There are also many references to other works throughout: Professor Flitwick is referred to as "Professor Ugnaught" in reference to his similar appearance to the Ugnaughts of Bespin in The Empire Strikes Back, while Val-Mart is made Harry's true father à la Darth Vader. At one point Harry puts on the invisibility cloak and Neely exclaims "Invisibility ON!", as per the Human Torch of the Fantastic Four. Hägar introduces himself as "gatekeeper and keymaster" in reference to Ghostbusters. Neely even refers to future Potter films when he claims that the children are on their way to the Chamber of Secrets.

==Naming==
A recurring theme in Wizard People is the changing of characters' and locations' names.

| Original | "Wizard People" Name |
|---|---|
| Albus Dumbledore | Dumbledore the Half-dead / Near-Dead Dumbledore |
| Minerva McGonagall | Hardcastle McCormick / Softcastle McCormick |
| Rubeus Hagrid | Hägar the Horrible / Hägar the Nightmare of Hair |
| Harry Potter | H.P., Master P, and others |
| Dudley Dursley | (ragtime) Roast-Beefy Weefs / Roast-Beefy O'Weefy |
| Vernon Dursley | various names with a pig theme (e.g. Saltporker, Porkstar, Uncle Baconface, Gigglesnort) |
| Professor Quirrell | Professor Queerman |
| Mr Ollivander | Ed Vanders |
| Voldemort | Val-Mart The Scar Maker / Scar Artist / Dracula |
| Ron Weasley | Ronnie the Bear / Ronnie the Effing Bear / Ron Weasel / Ron The Mighty |
| Molly Weasley | Irish lady |
| Hermione Granger | The Wretched Harmony / The Wretch |
| Neville Longbottom | Upfish Sinclair |
| Marcus Flint | Joey Lumbermouth / Woodpile |
| Adrian Pucey | Ernie |
| Draco Malfoy | Mouthoil / Malfoil |
| Argus Filch | Dazzler (Man-servant to Bloody-eyed Cat of Security / the Cat's man whore) |
| Mrs. Norris | The Bloody-eyed Cat / Head of Security |
| Severus Snape | Snake, Hideous Woman, Wicked Woman |
| Hedwig | Turkish Massage Owl, Post Office Bird |
| Madam Hooch | Catface Meowmers |
| Oliver Wood | Major Wood |
| Professor Flitwick | Professor Ugnaught (The Happy Pizza) |
| Nicolas Flamel | Nick Flannel |
| Remembrall | Ball filled with mother's blood |
| Quidditch | Cribbage |
| Diagon Alley | Calgon Alley |
| Gringotts Bank | The Goblin Bank of Wobble-Columns |
| Hufflepuff | Hufferpuffer |
| Ravenclaw | Viacom |
| House Cup | Stanley Cup |
| Prefect | RA (Resident Assistant) |
| Hospital Wing | The nurse's zone of awesome bedtime succors |
| Restricted Section | Adult books |
| Nimbus 2000 | Necromo-B-Nimbrosa Alla Fassa Gosso |
| Quaffle | The "big ball" |
| Seeker | Sneaker |
| Keeper | Goalie |
| Centaur | Man-horse |
| Devil's Snare | Spaghetti |
| Gryffindor common room | Gryffindor parlor |
| Owl | Post office bird / Turkish massage owl |
| The Mirror of Erised | The Gate of Heaven |
| The Sorting Hat | Oogity-Boogity hat / grind-dancing hat |
| The Bloody Baron | The Count of Reeds |
| The Fat Friar | Little John |
| J. K. Rowling | J.K. R-Dogs |
| Unknown | Facer |
| Unknown | Monster Mash |
| Unknown | Otter Pop |
| Unknown | Tony the Shrimp |
| Unknown | Valazquez |
| Unknown | Yellow |
| Unknown | Zoomacroom |

==The CDs==
This soundtrack is composed of two audio CDs, which were made available for free download in MP3 format. The CDs must be played simultaneously with a DVD of the first Harry Potter film, preferably the North American DVD, muted or at low volume.

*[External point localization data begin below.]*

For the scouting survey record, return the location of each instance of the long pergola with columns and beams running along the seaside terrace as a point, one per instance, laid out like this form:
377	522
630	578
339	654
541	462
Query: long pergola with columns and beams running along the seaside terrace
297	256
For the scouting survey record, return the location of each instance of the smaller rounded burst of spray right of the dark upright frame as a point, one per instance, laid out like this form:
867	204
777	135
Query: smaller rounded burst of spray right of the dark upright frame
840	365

Two versions of the CD set have been released: the first in summer 2004 and the second in early-mid-2005. As of February 2007, only the second version is available on the Illegal Art website, while the original is available at Brad Neely's website, Creased Comics. The two versions are very similar: differences include "fixing" the weaker lines from the first version, and a more polished and thoroughly-rehearsed performance by Brad.

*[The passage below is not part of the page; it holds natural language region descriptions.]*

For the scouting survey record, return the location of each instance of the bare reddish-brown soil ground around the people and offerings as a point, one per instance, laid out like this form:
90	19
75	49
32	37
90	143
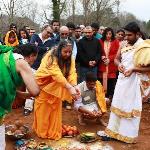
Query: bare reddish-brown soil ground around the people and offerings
70	117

The first version's CDs can be played completely continuously, and there is no need to alter the discs' timing or volume. In order to play the second version continuously, a delay of approximately three seconds must be inserted between the CDs, and the tracks' volume must be normalized, as the first disc is significantly quieter (approximately 7.7 decibels less) than the second.